L'Algérie, j'y suis né le jour du débarquement des Américains, le 8 novembre 1942. J'ai quitté ce pays merveilleux en 1962, pour n'y retourner qu'en août 2004, soit 42 ans plus tard...
Midi-Pyrénées m'a accueilli. J'ai mis du temps pour m'imprégner de Toulouse mais j'ai de suite été charmé par ce massif montagneux et ses rivières vagabondes que je parcours avec amour...Ah ces chères Pyrénées, que je m'y trouve bien ...! Vous y trouverez de nombreux articles dédiés à cette magnifique région et la capitale de Midi Pyrénées : Toulouse
L'Algérie, j'y suis revenu dix fois depuis; j'ai apprécié la chaleur de l'accueil, un accueil inégalé de par le monde.......L'espérance d'abord ...Une relative désillusion ensuite...Pourquoi alors que le pays a un potentiel énorme...Les gens sont perdus et ne savent pus que faire....Les jeunes n'en parlons pas, ils ne trouvent leur salut que dans la fuite....Est-il bon de dénoncer cela? Ce n'est pas en se taisant que les choses avanceront.
Il y a un décalage énorme entre la pensée du peuple et des amis que je rencontre régulièrement et les propos tenus dans les divers forums qui reprennent généralement les milieux lobbyistes relayant les consignes gouvernementales...

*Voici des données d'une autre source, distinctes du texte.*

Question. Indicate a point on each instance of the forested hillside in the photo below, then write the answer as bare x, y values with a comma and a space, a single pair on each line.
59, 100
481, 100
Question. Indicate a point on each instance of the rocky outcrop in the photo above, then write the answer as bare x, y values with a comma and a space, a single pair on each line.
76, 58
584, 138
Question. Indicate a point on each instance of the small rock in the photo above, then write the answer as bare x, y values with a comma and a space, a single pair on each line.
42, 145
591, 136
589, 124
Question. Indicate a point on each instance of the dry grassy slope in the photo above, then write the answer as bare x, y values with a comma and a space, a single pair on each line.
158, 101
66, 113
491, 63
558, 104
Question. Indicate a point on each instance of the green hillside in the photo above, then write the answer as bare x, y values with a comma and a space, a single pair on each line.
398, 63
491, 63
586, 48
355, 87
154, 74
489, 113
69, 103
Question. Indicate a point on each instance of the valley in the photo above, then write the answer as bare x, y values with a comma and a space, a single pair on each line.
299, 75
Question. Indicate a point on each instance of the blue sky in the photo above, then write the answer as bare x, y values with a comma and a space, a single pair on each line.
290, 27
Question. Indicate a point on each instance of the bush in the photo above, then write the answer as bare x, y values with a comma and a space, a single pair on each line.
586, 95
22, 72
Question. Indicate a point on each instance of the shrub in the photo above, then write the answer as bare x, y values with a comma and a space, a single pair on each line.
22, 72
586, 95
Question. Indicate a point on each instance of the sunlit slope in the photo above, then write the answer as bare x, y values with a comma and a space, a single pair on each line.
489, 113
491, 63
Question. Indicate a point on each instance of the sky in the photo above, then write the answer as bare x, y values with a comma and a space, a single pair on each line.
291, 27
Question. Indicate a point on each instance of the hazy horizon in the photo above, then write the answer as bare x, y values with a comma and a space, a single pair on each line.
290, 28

Les piliers de l'Algérie, à savoir, armée, religion et tenants du pouvoir sont un frein au développement de l'Algérie ....Le Pays est en veilleuse....Les gens reçoivent des ….sucettes...Juste le nécessaire... pour que ....rien nez bouge....
Pourtant des individus valeureux il y en a ....Mais pourquoi garder des élites qui pourraient remettre en cause une situation permettant aux tenants des institutions de profiter des immenses ressources de l'Algérie. Le peuple devenu passif n'a plus qu'un seul espoir : Dieu envers qui il se retourne de plus en plus...Dieu et la famille, cette famille qui revêt une importance capitale en Algérie.

Le vent de la réforme n'est pas passé en Algérie tant les citoyens sont sclérosés dans les habitudes et les traditions relevant des siècles passés....La réforme voire la révolution passera....à l'heure d'Internet, on ne peut bâillonner le peuple indéfiniment...Cela prendra du temps mais cela se ferra...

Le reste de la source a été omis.